Many of the students accepted through automatic admission come from rural towns and small high schools, and believe without the rule they would not have been accepted. Small towns and schools tend to suffer from a lack of resources necessary to meet the criteria of UT admissions. 

Anna Haynes, an international relations junior from La Grange, was the only one from her graduating class to go to UT not by automatic admission. According to Haynes, because it is a small school, they did not have access to the resources that help other students get into UT, such as AP classes and ACT and SAT preparation. Students from her high school generally get in automatically or not at all. 

“There is just a general bias that people from rural areas are less smart and that comes from being from a less educated population,” Haynes said. “A lot of that is not true. In my experience, the (students) from my high school who have come here have done well compared to students who came from ‘competitive’ schools. They are just like the next student if they get the opportunity.”

While the rule has benefited some students, it suffers from key flaws. Small towns are hurt by this admission process because of their size.

Erika Wey-Acuna, an advertising sophomore who went to high school in McAllen, graduated with a class of 89 students at Idea Quest College Preparatory. Only five students were given automatic admission. According to Wey-Acuna, coming from a small school means a smaller chance of getting into UT under the Top 10 Percent rule, despite the fact that it helped her get in. 

Furthermore, in front of the Supreme Court, UT argued in Fischer v. University of Texas that the Top 10 Percent Rule does not factor in a student’s background, skills or unique perspectives. When these skills fail to be analyzed in the admission process, students from smaller schools are not being equally evaluated as their peers. 

Students coming from schools with fewer resources deserve a more holistic admissions process.

People support the rule under the pretense that it increases racial diversity. But at UT, the student population still falls short of diversity and fails to reflect Texas’ demographics. Not only has the rule failed to bring students of all races to UT, but it has now been passed down to solve a separate issue that requires its own solution. 

Students from small and rural schools deserve a system that is built for them.

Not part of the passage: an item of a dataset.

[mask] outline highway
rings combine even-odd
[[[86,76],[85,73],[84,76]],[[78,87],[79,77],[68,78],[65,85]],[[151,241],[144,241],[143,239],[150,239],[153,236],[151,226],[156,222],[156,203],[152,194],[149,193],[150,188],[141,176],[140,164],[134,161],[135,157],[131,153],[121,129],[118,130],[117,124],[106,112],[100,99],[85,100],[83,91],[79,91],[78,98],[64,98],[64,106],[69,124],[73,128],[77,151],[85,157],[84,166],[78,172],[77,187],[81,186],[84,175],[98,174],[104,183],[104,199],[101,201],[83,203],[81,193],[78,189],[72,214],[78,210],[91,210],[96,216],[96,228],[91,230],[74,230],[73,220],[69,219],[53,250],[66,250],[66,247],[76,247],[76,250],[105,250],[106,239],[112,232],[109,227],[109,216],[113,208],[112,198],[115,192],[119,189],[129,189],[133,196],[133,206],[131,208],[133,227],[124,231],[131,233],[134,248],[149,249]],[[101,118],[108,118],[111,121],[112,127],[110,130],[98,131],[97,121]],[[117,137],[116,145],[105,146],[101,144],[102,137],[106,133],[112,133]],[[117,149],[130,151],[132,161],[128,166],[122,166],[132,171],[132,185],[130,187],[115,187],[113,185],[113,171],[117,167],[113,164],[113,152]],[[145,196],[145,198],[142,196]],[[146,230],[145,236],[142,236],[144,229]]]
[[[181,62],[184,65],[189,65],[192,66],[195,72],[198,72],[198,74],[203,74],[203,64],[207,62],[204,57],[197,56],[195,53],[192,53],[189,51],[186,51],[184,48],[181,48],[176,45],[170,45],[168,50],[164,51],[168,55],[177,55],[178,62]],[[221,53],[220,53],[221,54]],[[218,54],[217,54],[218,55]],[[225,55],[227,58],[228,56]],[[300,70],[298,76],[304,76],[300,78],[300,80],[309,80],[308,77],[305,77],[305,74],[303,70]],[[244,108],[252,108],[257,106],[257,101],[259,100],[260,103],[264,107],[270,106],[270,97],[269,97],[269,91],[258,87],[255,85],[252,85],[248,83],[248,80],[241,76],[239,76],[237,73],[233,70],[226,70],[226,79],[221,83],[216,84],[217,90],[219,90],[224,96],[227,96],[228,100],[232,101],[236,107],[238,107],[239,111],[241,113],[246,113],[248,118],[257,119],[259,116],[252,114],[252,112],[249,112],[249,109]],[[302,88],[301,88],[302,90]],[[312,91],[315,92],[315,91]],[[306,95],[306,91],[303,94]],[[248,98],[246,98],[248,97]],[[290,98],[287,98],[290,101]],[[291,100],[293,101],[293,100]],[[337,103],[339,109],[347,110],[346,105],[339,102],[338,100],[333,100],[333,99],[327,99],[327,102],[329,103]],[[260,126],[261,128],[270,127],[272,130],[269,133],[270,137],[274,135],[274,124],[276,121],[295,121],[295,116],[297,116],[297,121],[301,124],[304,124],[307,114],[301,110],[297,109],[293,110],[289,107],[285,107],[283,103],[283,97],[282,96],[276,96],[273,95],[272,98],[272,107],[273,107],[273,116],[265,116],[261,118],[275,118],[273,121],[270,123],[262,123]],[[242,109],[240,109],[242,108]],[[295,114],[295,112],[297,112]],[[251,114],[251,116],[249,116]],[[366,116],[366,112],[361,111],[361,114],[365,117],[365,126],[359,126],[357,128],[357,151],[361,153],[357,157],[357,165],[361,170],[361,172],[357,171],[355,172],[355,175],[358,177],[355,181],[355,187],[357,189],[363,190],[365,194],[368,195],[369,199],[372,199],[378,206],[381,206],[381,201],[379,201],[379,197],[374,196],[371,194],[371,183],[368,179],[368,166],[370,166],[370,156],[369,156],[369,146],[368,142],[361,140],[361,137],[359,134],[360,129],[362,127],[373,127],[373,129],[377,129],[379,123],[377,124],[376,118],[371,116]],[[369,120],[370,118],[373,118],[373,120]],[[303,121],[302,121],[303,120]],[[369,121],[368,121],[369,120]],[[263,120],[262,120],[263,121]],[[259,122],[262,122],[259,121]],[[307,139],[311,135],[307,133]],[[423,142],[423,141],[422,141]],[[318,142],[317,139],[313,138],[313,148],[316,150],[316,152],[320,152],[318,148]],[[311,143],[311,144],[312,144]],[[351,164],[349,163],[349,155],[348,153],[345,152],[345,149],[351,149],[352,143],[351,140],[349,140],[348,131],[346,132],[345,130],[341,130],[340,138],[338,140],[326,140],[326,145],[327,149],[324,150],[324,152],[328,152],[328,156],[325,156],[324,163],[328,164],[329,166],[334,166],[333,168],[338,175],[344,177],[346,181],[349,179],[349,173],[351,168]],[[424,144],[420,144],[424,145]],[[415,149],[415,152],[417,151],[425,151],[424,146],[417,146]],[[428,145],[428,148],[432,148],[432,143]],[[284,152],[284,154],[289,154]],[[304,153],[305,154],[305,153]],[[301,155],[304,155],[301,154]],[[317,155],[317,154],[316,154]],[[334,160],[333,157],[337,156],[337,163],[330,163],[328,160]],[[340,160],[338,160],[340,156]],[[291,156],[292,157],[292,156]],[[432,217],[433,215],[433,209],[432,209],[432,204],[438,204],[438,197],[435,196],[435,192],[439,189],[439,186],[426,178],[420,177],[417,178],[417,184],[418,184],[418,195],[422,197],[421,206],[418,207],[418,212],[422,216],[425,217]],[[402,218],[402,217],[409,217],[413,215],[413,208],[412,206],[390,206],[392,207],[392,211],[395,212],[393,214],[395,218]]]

This means considering they come from different backgrounds by putting personal essays and grades at the forefront of the admission decision, instead of standardized tests and AP classes.

If the state truly cares about diversity and representation in its public universities, UT should be allowed to ditch an outdated and ineffective rule and create an admission process that better serves students from a variety of backgrounds.

McWhorter is a journalism junior from San Francisco, CA.